I once did a paper on today's gospel and resolved the participle thus. "Go therefore and make disciples of all nations, by baptizing them... and by teaching them to obey..." Jesus was surely not saying to make disciples, and while we're at it, do a little baptizing and teaching as well.
Jesus' command, often referred to as the "Great Commission," has a lot of doing in it. It involves going, making disciples, baptizing, and teaching folks to obey. Yet very often, the church acts as though Jesus' command says, "Go and make Christians by getting them to believe in me."
One of the unfortunate stereotypes that non-Christians sometimes have about us church folk is that the only going we do is going to church, and our only doing involves condemning those who do not believe or think the same as us. That's clearly a false stereotype, but it has enough bits of truth to it to make it viable. There are indeed a great many Christians who do not do anything that makes them at all different from the world around them other than go to church. And so non-church folks could be forgiven for thinking that our only real doing is showing up at Sunday worship.
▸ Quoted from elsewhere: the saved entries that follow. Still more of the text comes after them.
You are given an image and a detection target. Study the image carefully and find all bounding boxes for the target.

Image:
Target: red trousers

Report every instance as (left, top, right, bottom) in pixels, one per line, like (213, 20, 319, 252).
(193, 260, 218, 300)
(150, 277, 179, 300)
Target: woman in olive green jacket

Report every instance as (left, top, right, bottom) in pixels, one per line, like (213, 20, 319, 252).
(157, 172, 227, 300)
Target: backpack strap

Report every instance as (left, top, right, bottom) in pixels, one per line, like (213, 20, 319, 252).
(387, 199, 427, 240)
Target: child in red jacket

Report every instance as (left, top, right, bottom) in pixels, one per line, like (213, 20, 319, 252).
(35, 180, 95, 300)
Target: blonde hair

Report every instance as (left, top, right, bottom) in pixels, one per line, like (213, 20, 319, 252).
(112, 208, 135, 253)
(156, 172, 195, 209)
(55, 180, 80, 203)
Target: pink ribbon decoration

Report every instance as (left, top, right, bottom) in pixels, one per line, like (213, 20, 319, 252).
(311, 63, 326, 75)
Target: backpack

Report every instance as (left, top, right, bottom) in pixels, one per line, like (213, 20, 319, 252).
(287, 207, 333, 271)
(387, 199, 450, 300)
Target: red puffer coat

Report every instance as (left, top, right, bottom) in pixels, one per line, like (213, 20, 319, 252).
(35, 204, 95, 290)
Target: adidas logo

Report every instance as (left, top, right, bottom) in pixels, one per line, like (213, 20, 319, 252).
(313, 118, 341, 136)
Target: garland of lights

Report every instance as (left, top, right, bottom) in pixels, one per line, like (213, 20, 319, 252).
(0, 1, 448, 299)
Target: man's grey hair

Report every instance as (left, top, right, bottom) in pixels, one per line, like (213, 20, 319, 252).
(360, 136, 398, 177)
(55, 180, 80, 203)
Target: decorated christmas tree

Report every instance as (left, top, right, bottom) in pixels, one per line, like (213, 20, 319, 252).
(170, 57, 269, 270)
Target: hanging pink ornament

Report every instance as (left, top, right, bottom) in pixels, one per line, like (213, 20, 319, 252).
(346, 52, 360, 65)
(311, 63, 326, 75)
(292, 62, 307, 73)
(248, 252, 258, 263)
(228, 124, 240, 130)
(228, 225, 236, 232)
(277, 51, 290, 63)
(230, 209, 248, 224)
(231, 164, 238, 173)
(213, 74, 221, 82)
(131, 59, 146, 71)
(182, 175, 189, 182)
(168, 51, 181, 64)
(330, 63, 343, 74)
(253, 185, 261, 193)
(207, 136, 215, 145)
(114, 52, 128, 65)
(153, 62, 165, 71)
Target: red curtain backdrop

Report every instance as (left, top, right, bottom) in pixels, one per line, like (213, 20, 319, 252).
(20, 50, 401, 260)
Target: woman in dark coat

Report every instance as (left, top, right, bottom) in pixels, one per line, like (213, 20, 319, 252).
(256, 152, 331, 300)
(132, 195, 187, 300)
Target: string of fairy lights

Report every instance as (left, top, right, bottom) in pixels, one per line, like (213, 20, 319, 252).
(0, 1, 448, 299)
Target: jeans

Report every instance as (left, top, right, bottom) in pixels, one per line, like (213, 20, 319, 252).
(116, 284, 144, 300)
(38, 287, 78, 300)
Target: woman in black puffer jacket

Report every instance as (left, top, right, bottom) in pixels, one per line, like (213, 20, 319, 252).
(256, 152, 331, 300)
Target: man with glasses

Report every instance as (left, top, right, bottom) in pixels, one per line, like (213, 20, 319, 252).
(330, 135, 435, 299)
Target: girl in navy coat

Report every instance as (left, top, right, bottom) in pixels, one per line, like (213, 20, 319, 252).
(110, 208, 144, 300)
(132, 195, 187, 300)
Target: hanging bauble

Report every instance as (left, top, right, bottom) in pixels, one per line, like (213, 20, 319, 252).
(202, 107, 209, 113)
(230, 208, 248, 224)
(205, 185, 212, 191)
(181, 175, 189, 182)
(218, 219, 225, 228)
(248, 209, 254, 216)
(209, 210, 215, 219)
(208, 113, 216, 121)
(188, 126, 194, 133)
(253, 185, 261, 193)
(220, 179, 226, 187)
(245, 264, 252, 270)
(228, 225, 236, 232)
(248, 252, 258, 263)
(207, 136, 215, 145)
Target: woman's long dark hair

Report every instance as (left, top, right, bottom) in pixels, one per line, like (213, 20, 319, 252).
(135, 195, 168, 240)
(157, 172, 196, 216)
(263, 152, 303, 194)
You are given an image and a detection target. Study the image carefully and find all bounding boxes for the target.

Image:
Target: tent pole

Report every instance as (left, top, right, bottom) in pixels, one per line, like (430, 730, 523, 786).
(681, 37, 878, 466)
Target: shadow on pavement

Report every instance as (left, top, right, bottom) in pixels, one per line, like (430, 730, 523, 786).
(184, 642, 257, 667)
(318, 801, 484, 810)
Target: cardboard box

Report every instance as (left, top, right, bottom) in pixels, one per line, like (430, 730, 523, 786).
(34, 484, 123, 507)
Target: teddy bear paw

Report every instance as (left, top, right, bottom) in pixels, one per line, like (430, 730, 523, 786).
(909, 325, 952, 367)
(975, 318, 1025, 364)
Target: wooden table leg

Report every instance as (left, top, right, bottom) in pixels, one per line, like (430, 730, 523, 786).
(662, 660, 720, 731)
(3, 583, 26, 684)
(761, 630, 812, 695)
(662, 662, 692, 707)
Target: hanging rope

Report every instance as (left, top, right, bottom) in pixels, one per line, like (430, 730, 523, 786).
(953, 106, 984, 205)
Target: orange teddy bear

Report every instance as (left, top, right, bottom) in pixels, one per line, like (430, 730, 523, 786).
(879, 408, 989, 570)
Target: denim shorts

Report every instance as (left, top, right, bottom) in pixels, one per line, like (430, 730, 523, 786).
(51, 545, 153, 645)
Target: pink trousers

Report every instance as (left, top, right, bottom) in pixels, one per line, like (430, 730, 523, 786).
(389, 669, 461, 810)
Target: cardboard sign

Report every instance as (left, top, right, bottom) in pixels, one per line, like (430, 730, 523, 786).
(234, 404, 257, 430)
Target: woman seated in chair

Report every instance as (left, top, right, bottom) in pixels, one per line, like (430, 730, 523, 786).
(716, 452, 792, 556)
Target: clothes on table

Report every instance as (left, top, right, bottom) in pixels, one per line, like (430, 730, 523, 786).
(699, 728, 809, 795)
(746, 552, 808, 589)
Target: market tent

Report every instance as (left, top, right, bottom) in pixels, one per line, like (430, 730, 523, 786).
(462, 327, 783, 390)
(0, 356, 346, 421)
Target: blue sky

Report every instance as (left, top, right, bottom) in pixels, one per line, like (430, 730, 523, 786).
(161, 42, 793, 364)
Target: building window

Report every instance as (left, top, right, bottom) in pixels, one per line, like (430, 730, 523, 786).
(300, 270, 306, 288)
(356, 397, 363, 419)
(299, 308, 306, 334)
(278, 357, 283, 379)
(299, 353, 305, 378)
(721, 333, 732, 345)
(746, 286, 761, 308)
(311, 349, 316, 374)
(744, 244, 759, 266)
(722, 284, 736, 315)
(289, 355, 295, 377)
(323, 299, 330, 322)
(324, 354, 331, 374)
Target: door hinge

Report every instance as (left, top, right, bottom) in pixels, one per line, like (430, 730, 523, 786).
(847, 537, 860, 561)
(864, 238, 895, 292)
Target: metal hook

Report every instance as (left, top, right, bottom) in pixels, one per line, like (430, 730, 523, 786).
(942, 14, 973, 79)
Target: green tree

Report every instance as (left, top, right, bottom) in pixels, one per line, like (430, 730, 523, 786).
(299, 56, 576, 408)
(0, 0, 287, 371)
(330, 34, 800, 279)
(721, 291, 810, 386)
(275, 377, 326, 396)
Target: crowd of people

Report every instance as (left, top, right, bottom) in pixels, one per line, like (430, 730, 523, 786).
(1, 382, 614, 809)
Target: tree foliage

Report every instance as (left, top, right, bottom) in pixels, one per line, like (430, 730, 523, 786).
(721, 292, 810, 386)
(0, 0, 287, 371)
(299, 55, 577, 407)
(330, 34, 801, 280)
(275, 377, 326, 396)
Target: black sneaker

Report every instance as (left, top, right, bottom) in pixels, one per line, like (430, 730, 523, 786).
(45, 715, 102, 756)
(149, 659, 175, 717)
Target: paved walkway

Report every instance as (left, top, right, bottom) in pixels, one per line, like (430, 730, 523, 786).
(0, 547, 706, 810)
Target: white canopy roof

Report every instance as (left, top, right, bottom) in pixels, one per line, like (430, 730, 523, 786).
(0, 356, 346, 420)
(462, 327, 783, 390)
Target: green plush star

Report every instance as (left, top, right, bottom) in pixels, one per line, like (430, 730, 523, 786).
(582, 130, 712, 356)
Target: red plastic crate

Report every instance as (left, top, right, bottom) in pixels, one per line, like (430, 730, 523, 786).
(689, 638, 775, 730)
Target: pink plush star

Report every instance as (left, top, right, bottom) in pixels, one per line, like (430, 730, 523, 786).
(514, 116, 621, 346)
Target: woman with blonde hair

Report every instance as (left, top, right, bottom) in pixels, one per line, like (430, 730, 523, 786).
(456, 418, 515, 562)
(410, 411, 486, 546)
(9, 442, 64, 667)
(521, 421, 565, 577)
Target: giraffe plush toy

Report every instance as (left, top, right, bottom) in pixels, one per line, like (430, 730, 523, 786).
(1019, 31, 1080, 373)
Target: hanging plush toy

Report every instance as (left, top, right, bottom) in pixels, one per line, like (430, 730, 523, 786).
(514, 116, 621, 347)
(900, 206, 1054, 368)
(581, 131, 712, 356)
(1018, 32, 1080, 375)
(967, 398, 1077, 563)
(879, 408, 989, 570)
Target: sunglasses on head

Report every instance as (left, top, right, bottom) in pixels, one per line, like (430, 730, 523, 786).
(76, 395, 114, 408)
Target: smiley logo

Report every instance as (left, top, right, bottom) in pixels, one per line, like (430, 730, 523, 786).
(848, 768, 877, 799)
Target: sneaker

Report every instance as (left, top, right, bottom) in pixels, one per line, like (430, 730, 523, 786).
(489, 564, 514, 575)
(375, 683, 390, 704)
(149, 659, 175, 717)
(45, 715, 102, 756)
Today's gospel reading comes from Matthew, and one of its distinct attributes features Jesus speaking directly to the Church via the disciples. Any time Jesus speaks to the disciples in general, he is speaking past them to all the faithful. And in the very last words recorded in Matthew's gospel, Jesus says to the Church, "Go and do and do and do." And he's not talking just about showing up on Sunday, but about obeying "everything that I have commanded you."